I'm a bit older than you and it took me forever to find mine. Unfortunately, it doesn't garner much of a paycheck or time off at this point. It's the whole diabetes/mental health/chronic illness advocacy thing.

So for now, I have a job on the side that does give me a paycheck.

My point? You are so very lucky to have your calling be your career - the career that allows for a paycheck and time off (even though inflexible).

And no, callings aren't perfect. But what is perfect in life?

Big Sis said...

I'm with you, but just a reminder to file away in your head (I don't want to start a rash of the "get out" talk again, but I do want you to keep this filed away in case you need it someday). Sometimes your calling changes, and one indicator is that what you're doing is "killing" you. I'm still processing my job-change a few years ago, and there were absolutely things I brought to it, and I could have convinced myself to continue on with it, but I probably wouldn't be functioning on a reasonable level anymore.

I just want you to look out for you, because we love you too much.

Stefka said...

I have a similar perspective on my "calling" which is in the non-profit sector. I had a rough few years transitioning out of a really dysfunctional organization, and dealing with depression fall-out from said dysfunctional org (which on top of everything else, paid me diddly-squat).

Anyway, it was a mess, and I spent 2006 - 2009 in a fog of underemployment, depression, and debt, struggling through a combination of consulting/temp/part-time work (boy were those taxes fun!)...and doing much soul searching about my "calling". During this period, however, facing my depression led to incredible insights, and the opportunity to finally understand and move past key issues affecting all aspects of my life since childhood. (In my case, undiagnosed ADD.)

This past December, the universe gifted me with the perfect job at an organization that is the antithesis of the place I was working before. I mean, if I could have written my perfect job for this point in time, this would be it!

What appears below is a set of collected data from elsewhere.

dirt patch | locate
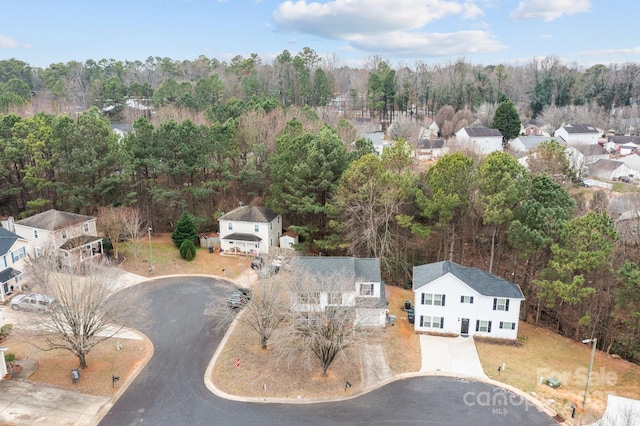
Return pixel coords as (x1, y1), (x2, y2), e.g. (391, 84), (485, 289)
(476, 321), (640, 422)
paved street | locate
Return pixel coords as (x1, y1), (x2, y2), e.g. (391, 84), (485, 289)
(97, 276), (556, 426)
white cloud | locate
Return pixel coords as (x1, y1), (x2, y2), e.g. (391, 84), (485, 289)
(0, 34), (21, 49)
(347, 30), (506, 57)
(272, 0), (501, 57)
(579, 47), (640, 57)
(510, 0), (591, 22)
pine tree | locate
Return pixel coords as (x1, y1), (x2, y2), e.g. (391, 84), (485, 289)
(171, 212), (198, 248)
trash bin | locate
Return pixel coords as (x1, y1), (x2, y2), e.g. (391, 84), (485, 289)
(407, 308), (415, 324)
(404, 300), (412, 310)
(71, 368), (80, 384)
(388, 315), (396, 326)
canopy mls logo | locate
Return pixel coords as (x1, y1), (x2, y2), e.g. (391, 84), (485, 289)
(463, 388), (536, 415)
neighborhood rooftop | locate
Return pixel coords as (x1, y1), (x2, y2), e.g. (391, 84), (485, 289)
(561, 124), (598, 133)
(14, 209), (94, 231)
(462, 127), (502, 137)
(0, 227), (22, 255)
(413, 260), (524, 299)
(219, 205), (279, 223)
(292, 256), (382, 284)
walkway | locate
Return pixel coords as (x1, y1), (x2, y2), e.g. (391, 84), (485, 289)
(361, 344), (392, 387)
(419, 334), (487, 379)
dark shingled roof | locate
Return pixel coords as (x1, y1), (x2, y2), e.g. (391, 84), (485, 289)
(462, 127), (502, 137)
(609, 135), (640, 145)
(561, 124), (599, 134)
(292, 256), (382, 284)
(0, 227), (22, 256)
(218, 205), (279, 223)
(221, 233), (262, 242)
(15, 209), (94, 231)
(590, 159), (626, 172)
(0, 267), (21, 284)
(413, 261), (524, 299)
(574, 144), (607, 155)
(416, 139), (445, 149)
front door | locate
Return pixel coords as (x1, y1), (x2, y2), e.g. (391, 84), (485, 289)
(461, 318), (469, 335)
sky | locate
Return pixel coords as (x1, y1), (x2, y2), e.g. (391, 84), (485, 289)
(0, 0), (638, 69)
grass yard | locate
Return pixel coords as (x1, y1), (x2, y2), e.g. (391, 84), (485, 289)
(1, 331), (151, 396)
(476, 321), (640, 423)
(210, 284), (421, 399)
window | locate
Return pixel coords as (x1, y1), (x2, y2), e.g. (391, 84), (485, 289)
(254, 224), (259, 232)
(499, 322), (516, 330)
(270, 223), (273, 230)
(228, 223), (233, 230)
(493, 298), (509, 311)
(420, 316), (443, 329)
(297, 292), (320, 305)
(61, 230), (67, 239)
(359, 283), (374, 296)
(33, 229), (38, 239)
(35, 247), (42, 257)
(83, 223), (89, 233)
(460, 295), (474, 304)
(328, 292), (342, 305)
(476, 320), (492, 333)
(11, 247), (26, 263)
(421, 293), (445, 306)
(0, 256), (6, 269)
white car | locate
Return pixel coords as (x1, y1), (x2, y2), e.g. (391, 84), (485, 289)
(10, 293), (56, 312)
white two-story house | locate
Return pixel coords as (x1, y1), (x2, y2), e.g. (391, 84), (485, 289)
(290, 256), (388, 327)
(218, 205), (282, 255)
(0, 227), (29, 301)
(413, 261), (524, 339)
(12, 209), (103, 264)
(554, 124), (600, 146)
(455, 127), (503, 155)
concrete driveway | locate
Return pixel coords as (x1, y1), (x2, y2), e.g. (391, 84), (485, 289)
(419, 334), (487, 379)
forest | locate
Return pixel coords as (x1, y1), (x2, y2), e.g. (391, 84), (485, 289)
(1, 51), (640, 364)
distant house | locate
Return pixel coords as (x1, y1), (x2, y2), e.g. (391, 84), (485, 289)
(522, 118), (551, 137)
(588, 159), (636, 181)
(554, 124), (600, 146)
(414, 138), (448, 160)
(290, 256), (388, 327)
(413, 261), (524, 339)
(13, 209), (103, 264)
(218, 205), (282, 255)
(606, 136), (640, 156)
(508, 136), (561, 154)
(0, 227), (29, 301)
(615, 210), (640, 245)
(566, 144), (609, 175)
(110, 123), (134, 140)
(455, 127), (503, 155)
(617, 153), (640, 177)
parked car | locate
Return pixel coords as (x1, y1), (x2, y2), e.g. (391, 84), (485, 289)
(227, 290), (249, 308)
(10, 293), (56, 312)
(236, 288), (252, 300)
(251, 257), (264, 270)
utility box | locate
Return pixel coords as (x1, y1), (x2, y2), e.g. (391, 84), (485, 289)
(545, 377), (561, 388)
(388, 315), (396, 326)
(71, 368), (80, 384)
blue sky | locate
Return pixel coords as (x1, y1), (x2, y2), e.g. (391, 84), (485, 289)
(0, 0), (637, 69)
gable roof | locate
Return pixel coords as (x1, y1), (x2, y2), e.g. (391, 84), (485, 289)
(609, 135), (640, 145)
(590, 159), (626, 172)
(461, 127), (502, 138)
(522, 118), (548, 128)
(0, 267), (21, 284)
(14, 209), (94, 231)
(293, 256), (382, 284)
(520, 136), (562, 150)
(416, 139), (445, 149)
(0, 227), (24, 256)
(574, 144), (607, 156)
(218, 205), (279, 223)
(561, 124), (599, 134)
(413, 261), (524, 299)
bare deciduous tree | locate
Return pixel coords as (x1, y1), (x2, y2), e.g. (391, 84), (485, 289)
(121, 207), (145, 268)
(97, 206), (125, 260)
(24, 255), (144, 369)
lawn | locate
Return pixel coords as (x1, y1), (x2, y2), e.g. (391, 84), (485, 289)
(476, 321), (640, 423)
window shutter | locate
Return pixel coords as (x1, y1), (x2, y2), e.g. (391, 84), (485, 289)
(500, 321), (504, 329)
(440, 317), (444, 329)
(488, 321), (492, 333)
(421, 293), (425, 304)
(476, 320), (480, 332)
(505, 299), (510, 311)
(493, 298), (497, 310)
(420, 316), (424, 327)
(441, 295), (446, 306)
(470, 296), (474, 304)
(460, 295), (464, 303)
(511, 322), (516, 330)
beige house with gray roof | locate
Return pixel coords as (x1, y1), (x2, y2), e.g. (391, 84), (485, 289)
(218, 205), (281, 255)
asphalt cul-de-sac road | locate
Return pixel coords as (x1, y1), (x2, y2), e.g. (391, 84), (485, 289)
(98, 276), (556, 426)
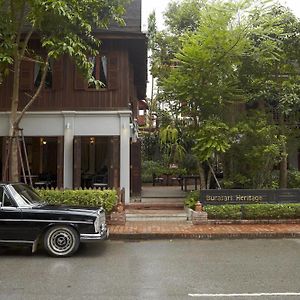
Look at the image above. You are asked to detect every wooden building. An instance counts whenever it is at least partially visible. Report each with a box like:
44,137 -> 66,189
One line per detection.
0,0 -> 146,203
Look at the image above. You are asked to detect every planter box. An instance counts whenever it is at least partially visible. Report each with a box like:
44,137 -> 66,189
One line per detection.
192,211 -> 208,225
107,211 -> 126,225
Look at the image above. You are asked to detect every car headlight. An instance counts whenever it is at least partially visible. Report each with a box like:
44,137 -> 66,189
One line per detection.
94,216 -> 100,233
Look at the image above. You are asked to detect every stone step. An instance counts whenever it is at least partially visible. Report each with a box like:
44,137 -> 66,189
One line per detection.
126,209 -> 188,222
126,202 -> 184,210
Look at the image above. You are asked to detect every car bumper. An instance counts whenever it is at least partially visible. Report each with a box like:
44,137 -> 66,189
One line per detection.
80,224 -> 109,242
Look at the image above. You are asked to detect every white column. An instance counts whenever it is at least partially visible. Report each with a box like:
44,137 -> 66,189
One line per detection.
120,115 -> 130,203
63,113 -> 75,189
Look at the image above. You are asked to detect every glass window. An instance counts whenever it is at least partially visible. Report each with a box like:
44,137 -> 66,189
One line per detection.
88,55 -> 107,89
34,59 -> 53,88
0,187 -> 14,207
3,192 -> 14,207
0,187 -> 3,207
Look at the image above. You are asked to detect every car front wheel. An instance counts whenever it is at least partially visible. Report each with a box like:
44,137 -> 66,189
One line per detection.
44,226 -> 80,257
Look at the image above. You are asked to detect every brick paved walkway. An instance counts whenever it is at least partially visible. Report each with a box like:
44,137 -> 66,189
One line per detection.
109,221 -> 300,240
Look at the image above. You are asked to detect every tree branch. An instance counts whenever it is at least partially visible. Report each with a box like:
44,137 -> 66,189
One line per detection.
15,57 -> 49,127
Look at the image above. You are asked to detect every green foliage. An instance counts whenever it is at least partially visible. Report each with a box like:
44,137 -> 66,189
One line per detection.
141,160 -> 186,183
204,205 -> 241,220
287,170 -> 300,188
225,112 -> 284,188
222,174 -> 250,189
242,204 -> 300,220
192,118 -> 232,162
159,125 -> 186,164
164,0 -> 205,34
184,190 -> 200,209
36,189 -> 118,213
141,132 -> 160,161
0,0 -> 129,83
203,203 -> 300,220
150,0 -> 300,189
141,160 -> 166,183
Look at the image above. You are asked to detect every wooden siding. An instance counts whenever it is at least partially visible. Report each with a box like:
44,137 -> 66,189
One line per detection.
0,39 -> 145,113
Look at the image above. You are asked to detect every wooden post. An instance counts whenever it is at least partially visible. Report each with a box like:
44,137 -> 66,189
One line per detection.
57,136 -> 64,189
108,136 -> 120,189
2,137 -> 9,181
130,139 -> 141,196
73,136 -> 81,189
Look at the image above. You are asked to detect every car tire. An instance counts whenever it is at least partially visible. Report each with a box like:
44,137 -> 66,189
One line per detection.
43,226 -> 80,257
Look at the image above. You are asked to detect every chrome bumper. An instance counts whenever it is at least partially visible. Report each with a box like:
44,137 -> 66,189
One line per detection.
80,224 -> 109,242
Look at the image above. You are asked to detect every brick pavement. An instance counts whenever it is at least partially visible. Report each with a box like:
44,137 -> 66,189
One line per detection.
109,221 -> 300,240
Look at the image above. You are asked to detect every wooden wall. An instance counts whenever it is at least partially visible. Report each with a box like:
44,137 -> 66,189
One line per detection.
0,39 -> 140,113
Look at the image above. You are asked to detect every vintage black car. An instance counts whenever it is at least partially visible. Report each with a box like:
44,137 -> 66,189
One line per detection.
0,183 -> 108,257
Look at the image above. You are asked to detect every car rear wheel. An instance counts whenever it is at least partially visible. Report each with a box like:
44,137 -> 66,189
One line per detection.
44,226 -> 80,257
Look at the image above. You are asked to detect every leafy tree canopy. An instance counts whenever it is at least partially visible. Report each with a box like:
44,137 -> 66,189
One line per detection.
0,0 -> 129,82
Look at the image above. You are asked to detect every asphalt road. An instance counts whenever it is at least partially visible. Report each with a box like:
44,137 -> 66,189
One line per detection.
0,239 -> 299,300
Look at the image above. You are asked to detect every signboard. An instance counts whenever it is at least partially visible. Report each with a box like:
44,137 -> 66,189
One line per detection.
200,189 -> 300,205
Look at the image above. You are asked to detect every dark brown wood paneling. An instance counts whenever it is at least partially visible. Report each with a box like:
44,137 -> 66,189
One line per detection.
73,136 -> 81,189
74,66 -> 87,90
52,58 -> 64,90
20,60 -> 34,91
1,38 -> 146,112
108,51 -> 119,90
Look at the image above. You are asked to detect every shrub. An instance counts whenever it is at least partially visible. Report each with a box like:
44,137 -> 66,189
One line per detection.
202,203 -> 300,220
204,205 -> 241,220
141,160 -> 166,183
288,170 -> 300,188
242,204 -> 300,220
184,190 -> 200,210
36,189 -> 118,213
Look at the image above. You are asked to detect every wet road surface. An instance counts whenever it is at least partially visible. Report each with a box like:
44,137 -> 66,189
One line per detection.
0,239 -> 299,299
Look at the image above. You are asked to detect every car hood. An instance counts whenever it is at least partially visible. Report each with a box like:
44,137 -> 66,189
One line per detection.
32,204 -> 104,217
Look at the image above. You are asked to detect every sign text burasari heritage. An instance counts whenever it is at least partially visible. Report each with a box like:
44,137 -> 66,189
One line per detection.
200,189 -> 300,205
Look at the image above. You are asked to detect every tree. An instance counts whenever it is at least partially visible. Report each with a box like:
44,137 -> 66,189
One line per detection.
0,0 -> 129,181
150,0 -> 300,189
238,4 -> 300,187
161,0 -> 252,188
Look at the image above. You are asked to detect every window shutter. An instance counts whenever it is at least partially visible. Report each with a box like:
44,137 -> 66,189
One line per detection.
52,58 -> 63,90
20,61 -> 33,91
108,52 -> 119,90
74,67 -> 87,90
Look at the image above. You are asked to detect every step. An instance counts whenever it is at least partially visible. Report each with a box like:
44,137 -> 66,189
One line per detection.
126,202 -> 184,210
126,209 -> 188,222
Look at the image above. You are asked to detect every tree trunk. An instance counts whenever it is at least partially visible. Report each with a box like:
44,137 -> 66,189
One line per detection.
198,162 -> 206,190
9,57 -> 22,181
279,142 -> 288,188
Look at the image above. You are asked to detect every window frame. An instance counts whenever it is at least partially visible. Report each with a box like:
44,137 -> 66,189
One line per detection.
87,54 -> 108,90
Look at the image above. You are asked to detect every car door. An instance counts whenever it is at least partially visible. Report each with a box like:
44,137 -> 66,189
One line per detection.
0,186 -> 23,242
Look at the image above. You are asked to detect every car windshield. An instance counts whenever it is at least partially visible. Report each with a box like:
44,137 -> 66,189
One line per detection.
10,184 -> 44,207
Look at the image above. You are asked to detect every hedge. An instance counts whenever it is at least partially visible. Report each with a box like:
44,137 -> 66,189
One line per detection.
204,204 -> 300,220
184,190 -> 300,220
36,189 -> 118,213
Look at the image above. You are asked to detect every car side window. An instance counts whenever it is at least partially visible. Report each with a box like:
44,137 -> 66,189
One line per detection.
0,187 -> 3,207
3,192 -> 14,207
0,188 -> 14,208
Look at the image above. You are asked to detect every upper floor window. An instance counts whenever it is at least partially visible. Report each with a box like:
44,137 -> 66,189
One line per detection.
88,55 -> 108,89
74,52 -> 119,91
34,59 -> 53,89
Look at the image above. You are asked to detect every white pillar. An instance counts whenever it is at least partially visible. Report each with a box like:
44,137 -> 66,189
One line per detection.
120,115 -> 130,203
63,113 -> 75,189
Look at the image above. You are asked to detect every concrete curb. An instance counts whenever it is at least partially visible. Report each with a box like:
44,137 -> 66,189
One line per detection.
109,232 -> 300,240
206,219 -> 300,225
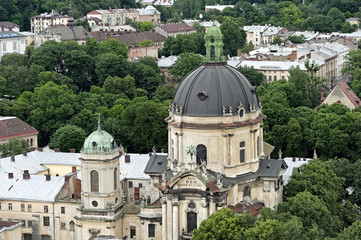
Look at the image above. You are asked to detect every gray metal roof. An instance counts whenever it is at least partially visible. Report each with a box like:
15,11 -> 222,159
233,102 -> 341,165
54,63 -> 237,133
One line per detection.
0,172 -> 65,202
0,31 -> 25,39
144,154 -> 168,174
172,62 -> 260,117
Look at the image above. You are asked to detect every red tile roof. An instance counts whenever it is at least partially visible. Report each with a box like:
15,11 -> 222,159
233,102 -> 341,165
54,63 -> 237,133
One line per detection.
92,30 -> 166,46
0,117 -> 38,140
0,221 -> 20,228
336,81 -> 360,107
160,23 -> 196,33
227,201 -> 264,217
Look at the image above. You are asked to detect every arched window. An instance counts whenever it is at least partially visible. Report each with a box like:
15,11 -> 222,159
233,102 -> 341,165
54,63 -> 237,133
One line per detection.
187,212 -> 197,233
196,144 -> 207,166
210,45 -> 215,60
30,138 -> 33,147
257,136 -> 260,157
69,221 -> 75,231
244,186 -> 251,198
114,168 -> 117,190
90,170 -> 99,193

So hang in there - but remember that there are many paths and ways to fulfill your calling. Yes, there are times we need to slog through the trenches in the name of personal growth, BUT we also need to look out for our best interests, and not settle for less than we deserve. It's a fine line - but it seems like you already recognize that.

PS - your haircut looks fantastic!

Clair said...

It's hard to explain sometimes, isn't it, that you're doing what you're supposed to be doing, and you just need to ride out the lousy parts. Good luck! You are incredibly lucky to have found your calling.

Unrelated, I love the three pair of pants you wore at the end of the week. Where did you get them?

bernthis said...

i've wanted to walk away from acting and writing for forever but I can't. I wish I could b/c there are many many sucky things about it but, like you, for me, it's a calling

BTW- sending u a big hug and kiss and I love the outfit. I think the haircut really makes it all come together.

BetteJo said...

Hmm .. I wonder if I have a calling .. or if I'm meant to find it late in life. I've been very fortunate to enjoy what I do for years but - it is just a job.